John Sayles : Commerce équitable
Figure du cinéma indépendant américain, JOHN SAYLES (Sunshine State, Lone Star, Men with Guns) est connu pour ses films à saveur politico-sociale. "Je me suis toujours intéressé aux éléments pouvant éloigner les hommes, que ce soit l’origine ethnique, l’argent, le langage… Je me considère comme politique dans la mesure ou je fais des films tendant à éveiller à une certaine conscience." Rencontre.
Dans Casa de Los Babys, le réalisateur aborde ces questions de clivages par le biais d’un sujet controversé: l’adoption d’enfants de pays défavorisés par des Américaines. John Sayles nous fait ainsi plonger dans un univers éminemment féminin. Six Américaines n’ayant a priori rien en commun se trouvent réunies dans un petit hôtel d’une ville balnéaire d’Amérique latine (jamais définie), dans l’attente de l’approbation de leur demande d’adoption. Certaines sont là depuis des mois, devant faire face à la lourde bureaucratie d’un pays qui en profite pour se sucrer la patte au passage. Aussi, pour occuper leurs journées, elles vont à la plage, se promènent en ville, se confient l’une à l’autre. Entre humour et pathos, on apprend à connaître la réalité de chacune: fausses couches à répétition, enfance pénible, situation financière difficile, mariage précaire… "Ce qui m’intéressait, c’était de montrer comment toutes ces femmes, venant de lieux, d’horizons, de classes et de passés différents, n’ayant pas nécessairement grand-chose en commun, se trouvent forcées à cohabiter, apprennent à se connaître et créent une petite communauté, un univers social particulier."

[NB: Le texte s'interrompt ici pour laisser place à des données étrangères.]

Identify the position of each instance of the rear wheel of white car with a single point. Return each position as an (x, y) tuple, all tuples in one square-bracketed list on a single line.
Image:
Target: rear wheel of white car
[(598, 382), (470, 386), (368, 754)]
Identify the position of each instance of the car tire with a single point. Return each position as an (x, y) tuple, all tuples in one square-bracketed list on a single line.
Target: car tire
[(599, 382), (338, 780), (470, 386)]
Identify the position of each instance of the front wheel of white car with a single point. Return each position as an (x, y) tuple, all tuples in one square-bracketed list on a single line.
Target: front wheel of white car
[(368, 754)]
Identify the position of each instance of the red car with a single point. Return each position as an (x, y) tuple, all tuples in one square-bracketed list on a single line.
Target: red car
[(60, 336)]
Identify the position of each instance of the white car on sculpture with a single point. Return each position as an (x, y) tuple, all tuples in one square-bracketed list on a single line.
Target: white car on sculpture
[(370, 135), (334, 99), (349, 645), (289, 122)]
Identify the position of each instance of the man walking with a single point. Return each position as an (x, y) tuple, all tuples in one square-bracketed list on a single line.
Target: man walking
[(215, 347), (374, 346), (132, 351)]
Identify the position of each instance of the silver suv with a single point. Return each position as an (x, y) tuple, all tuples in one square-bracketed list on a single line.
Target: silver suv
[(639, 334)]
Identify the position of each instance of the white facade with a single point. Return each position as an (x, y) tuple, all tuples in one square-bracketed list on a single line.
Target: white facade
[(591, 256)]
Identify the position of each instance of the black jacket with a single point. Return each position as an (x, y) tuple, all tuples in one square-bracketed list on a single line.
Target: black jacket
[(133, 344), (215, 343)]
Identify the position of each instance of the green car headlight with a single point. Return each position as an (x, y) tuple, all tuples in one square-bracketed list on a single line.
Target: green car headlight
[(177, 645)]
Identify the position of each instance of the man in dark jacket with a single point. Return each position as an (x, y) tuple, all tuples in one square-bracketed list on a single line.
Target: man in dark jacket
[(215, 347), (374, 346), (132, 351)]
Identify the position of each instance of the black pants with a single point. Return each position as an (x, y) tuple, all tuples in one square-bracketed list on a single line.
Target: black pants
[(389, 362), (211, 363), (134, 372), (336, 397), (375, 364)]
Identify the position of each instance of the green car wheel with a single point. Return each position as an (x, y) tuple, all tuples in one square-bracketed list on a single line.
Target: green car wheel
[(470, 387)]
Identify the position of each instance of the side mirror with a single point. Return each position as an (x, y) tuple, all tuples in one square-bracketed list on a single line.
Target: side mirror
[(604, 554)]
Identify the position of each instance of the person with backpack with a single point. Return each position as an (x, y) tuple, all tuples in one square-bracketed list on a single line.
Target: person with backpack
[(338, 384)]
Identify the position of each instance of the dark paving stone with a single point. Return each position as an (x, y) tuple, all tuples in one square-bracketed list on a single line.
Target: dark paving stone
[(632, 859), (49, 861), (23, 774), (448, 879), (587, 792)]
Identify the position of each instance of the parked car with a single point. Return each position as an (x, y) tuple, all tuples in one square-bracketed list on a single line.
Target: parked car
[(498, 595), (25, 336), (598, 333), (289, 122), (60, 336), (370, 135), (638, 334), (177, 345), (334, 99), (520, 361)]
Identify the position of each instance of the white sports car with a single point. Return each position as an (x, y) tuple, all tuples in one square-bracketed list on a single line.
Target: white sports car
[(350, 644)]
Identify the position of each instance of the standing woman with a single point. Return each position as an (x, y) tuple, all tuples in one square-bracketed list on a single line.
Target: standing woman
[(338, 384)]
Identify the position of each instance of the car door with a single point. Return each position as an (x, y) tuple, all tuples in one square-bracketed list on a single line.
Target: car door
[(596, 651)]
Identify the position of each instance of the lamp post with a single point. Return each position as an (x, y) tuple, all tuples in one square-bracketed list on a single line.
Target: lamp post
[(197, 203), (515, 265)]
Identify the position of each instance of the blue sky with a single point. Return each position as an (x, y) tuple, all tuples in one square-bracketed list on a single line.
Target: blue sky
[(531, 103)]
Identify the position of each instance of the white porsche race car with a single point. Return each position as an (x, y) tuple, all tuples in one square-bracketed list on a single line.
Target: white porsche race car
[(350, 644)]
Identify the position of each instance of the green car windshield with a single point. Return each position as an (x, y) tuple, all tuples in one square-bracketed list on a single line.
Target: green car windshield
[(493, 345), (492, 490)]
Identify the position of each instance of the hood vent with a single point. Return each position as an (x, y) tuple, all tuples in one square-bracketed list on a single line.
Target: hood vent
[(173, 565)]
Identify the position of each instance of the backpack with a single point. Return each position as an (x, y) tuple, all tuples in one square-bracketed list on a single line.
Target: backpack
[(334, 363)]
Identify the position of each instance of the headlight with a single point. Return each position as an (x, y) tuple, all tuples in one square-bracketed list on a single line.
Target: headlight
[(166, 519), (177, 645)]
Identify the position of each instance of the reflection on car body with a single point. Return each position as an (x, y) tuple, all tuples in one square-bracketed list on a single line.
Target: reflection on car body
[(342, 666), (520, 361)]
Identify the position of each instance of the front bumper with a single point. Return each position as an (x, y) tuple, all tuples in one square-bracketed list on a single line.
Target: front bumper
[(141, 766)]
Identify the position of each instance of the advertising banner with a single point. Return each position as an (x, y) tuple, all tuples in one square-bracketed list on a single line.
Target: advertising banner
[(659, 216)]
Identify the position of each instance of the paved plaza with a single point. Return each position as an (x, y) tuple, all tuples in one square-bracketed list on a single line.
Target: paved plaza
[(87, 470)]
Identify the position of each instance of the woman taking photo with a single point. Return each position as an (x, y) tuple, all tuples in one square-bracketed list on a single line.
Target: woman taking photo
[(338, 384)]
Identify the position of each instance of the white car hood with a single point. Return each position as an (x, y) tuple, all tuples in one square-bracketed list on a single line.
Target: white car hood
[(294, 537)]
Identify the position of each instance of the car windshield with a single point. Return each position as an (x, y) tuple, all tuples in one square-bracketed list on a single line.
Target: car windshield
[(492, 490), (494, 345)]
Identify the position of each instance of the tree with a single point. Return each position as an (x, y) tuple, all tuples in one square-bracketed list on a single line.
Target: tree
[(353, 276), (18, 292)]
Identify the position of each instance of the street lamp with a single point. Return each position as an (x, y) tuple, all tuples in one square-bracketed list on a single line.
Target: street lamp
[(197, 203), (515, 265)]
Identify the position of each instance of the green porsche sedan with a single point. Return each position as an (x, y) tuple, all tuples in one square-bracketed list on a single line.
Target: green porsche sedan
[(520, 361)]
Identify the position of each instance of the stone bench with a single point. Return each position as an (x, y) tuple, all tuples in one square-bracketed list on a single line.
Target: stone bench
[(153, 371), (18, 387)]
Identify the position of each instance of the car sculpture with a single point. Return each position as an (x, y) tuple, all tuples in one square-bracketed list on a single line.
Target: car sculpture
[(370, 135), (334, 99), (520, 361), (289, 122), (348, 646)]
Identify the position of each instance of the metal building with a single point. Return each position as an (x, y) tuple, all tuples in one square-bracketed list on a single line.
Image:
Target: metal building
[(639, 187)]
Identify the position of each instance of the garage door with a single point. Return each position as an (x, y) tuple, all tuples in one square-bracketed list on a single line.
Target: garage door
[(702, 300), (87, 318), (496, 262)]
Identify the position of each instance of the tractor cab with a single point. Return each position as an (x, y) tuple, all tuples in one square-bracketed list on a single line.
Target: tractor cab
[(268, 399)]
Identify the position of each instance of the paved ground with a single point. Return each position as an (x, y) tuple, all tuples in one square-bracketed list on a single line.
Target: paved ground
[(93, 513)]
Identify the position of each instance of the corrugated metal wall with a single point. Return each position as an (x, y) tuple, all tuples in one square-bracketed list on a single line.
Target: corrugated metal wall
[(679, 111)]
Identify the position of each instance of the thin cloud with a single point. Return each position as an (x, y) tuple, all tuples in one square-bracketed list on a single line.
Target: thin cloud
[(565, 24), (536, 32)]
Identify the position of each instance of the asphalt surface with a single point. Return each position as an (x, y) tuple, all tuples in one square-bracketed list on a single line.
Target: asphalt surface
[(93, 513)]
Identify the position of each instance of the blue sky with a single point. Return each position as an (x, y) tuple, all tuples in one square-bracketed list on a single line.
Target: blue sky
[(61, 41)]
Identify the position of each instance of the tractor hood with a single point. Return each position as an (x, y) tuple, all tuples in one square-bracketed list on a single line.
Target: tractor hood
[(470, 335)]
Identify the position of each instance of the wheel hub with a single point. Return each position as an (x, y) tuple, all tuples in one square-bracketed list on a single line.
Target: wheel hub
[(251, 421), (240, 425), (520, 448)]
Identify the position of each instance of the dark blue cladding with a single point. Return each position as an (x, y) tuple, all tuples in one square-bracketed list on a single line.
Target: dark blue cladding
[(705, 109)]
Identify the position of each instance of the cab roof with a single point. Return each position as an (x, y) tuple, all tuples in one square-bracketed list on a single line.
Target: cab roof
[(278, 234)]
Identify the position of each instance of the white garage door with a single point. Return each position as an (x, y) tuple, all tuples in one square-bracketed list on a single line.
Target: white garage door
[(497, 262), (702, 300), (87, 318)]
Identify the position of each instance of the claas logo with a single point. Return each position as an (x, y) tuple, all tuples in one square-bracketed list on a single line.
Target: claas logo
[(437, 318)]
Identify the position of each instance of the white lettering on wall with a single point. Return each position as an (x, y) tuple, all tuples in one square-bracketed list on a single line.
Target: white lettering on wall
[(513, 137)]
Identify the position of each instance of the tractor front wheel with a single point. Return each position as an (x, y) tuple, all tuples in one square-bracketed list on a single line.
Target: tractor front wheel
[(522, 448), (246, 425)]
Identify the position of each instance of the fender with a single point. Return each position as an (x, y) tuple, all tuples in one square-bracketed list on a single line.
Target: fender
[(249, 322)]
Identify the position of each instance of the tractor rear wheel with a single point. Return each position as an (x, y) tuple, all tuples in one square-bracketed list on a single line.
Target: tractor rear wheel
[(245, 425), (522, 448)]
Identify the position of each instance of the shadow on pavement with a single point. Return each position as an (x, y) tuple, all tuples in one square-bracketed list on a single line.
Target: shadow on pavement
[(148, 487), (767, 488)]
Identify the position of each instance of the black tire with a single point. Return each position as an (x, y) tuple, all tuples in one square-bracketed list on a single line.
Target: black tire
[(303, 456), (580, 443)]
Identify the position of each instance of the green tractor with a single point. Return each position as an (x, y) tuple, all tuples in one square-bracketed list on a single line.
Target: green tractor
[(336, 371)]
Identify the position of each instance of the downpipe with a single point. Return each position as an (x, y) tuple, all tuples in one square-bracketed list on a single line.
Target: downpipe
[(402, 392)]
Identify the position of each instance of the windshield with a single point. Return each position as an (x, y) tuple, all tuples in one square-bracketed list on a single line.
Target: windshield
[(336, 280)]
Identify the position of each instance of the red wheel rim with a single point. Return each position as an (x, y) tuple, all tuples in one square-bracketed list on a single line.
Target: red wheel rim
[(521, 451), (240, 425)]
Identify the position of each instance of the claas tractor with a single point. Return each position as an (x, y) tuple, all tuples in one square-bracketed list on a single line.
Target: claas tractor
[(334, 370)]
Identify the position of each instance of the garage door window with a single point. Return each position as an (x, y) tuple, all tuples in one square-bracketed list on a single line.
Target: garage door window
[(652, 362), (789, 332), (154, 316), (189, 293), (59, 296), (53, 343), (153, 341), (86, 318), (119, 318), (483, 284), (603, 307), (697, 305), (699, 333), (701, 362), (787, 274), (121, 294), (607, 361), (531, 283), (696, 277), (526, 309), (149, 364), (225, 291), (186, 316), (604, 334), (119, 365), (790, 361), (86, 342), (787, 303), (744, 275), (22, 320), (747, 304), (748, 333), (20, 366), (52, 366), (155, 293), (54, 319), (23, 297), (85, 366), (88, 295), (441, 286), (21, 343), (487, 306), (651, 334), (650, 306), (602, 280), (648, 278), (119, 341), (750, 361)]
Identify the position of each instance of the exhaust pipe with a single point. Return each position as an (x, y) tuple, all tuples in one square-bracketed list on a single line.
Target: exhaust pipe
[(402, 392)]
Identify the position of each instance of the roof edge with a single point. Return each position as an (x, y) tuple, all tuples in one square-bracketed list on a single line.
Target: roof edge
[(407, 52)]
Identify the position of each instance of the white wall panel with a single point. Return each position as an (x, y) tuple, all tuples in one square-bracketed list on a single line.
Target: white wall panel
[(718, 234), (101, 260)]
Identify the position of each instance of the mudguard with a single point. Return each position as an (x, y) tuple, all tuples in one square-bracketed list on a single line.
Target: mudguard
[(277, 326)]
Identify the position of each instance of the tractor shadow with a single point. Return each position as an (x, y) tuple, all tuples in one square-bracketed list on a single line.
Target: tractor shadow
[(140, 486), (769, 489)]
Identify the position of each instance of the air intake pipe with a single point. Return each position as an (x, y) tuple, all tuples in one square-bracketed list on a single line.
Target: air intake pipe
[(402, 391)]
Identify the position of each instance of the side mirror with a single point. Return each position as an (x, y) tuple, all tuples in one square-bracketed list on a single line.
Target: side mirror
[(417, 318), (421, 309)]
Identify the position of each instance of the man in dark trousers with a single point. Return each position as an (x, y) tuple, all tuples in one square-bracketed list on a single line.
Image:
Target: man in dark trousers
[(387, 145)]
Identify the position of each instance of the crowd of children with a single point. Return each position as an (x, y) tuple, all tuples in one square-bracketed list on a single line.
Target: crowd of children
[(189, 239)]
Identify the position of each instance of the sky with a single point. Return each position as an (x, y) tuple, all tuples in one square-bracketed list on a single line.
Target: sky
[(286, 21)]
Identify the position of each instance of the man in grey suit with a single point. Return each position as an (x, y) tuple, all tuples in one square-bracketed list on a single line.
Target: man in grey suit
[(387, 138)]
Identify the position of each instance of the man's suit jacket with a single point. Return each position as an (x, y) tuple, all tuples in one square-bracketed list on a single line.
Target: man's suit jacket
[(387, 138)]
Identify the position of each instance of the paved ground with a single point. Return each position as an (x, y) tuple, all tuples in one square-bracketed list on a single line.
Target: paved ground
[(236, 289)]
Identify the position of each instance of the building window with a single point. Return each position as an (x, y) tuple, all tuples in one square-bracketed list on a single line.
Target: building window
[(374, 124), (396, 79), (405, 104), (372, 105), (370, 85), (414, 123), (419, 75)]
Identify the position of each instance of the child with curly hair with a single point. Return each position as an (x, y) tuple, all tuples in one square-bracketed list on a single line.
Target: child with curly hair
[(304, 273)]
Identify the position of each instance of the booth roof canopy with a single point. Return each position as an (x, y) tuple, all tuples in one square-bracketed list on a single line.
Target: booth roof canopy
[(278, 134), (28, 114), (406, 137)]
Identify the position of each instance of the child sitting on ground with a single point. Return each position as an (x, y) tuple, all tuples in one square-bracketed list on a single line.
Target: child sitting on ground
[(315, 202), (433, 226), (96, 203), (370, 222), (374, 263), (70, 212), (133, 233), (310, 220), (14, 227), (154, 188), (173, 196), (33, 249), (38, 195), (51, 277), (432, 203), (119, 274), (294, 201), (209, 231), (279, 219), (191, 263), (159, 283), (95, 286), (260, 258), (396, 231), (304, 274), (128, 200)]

Et puis, autour d’elles, gravitent une multitude de personnages appartenant à une société économiquement plus précaire, celle de ce pays sud-américain. Il y a les enfants de la rue, déjà trop grands pour être adoptés, qui sniffent de la colle dans les ruelles de la ville; une jeune fille de 15 ans, enceinte, se voyant obligée de penser à l’adoption; un rêveur dans la trentaine qui joue au loto espérant immigrer aux États-Unis; la propriétaire parvenue de l’institution et son fils; un pseudo-marxiste dénonçant ce commerce infantile: "Parce que c’est toujours comme ça, nous on fournit la matière première et eux (les Américains) la raffinent."
En représentant ces deux univers, Sayles voulait illustrer différentes manières d’appréhender la question de l’adoption. "Je ne dis pas que c’est bien ou mal d’adopter à l’étranger. Je ne fais pas de jugement de valeurs mais cherche simplement à faire un constat de ce phénomène, j’essaie d’éveiller les consciences au sujet. Parce qu’une chose est sûre, aucun Philippin ne vient aux États-Unis adopter nos enfants. Mais les Américains, eux, estiment que c’est une belle chose que d’aller dans d’autres pays pour le faire. Or pour les gens de ces pays moins développés, il y a aussi un sentiment de culpabilité, l’impression de ne pas être capable de s’occuper de leurs propres enfants… Il y a cette idée d’impérialisme culturel qu’on ne peut jamais tout à fait dissocier de ce geste, aussi positif, humain soit-il."
Le jeu des actrices (Daryl Hannah, Lili Taylor, Maggie Gyllenhaal, Marcia Gay Harden, Mary Steenburgen, Susan Lynch) est irréprochable. "Pour moi, un des grands bonheurs de la réalisation est de réunir des personnes qui ont du talent et de voir ce qu’elles peuvent apporter à mon oeuvre, sans leur avoir forcément dit ce que j’attendais d’elles…" Or, malgré cette interprétation sans failles et l’intérêt du propos, le film a tendance à s’éparpiller dans des conversations qui sonnent parfois un peu formelles, forcées, et un monde d’oppositions culturelles trop marquées.
S’il ne s’agit pas de la meilleure réalisation de Sayles, Casa de Los Babys n’en reste pas moins un petit film sans prétentions qui, explorant les différentes facettes d’une réalité peu connue, porte à réfléchir.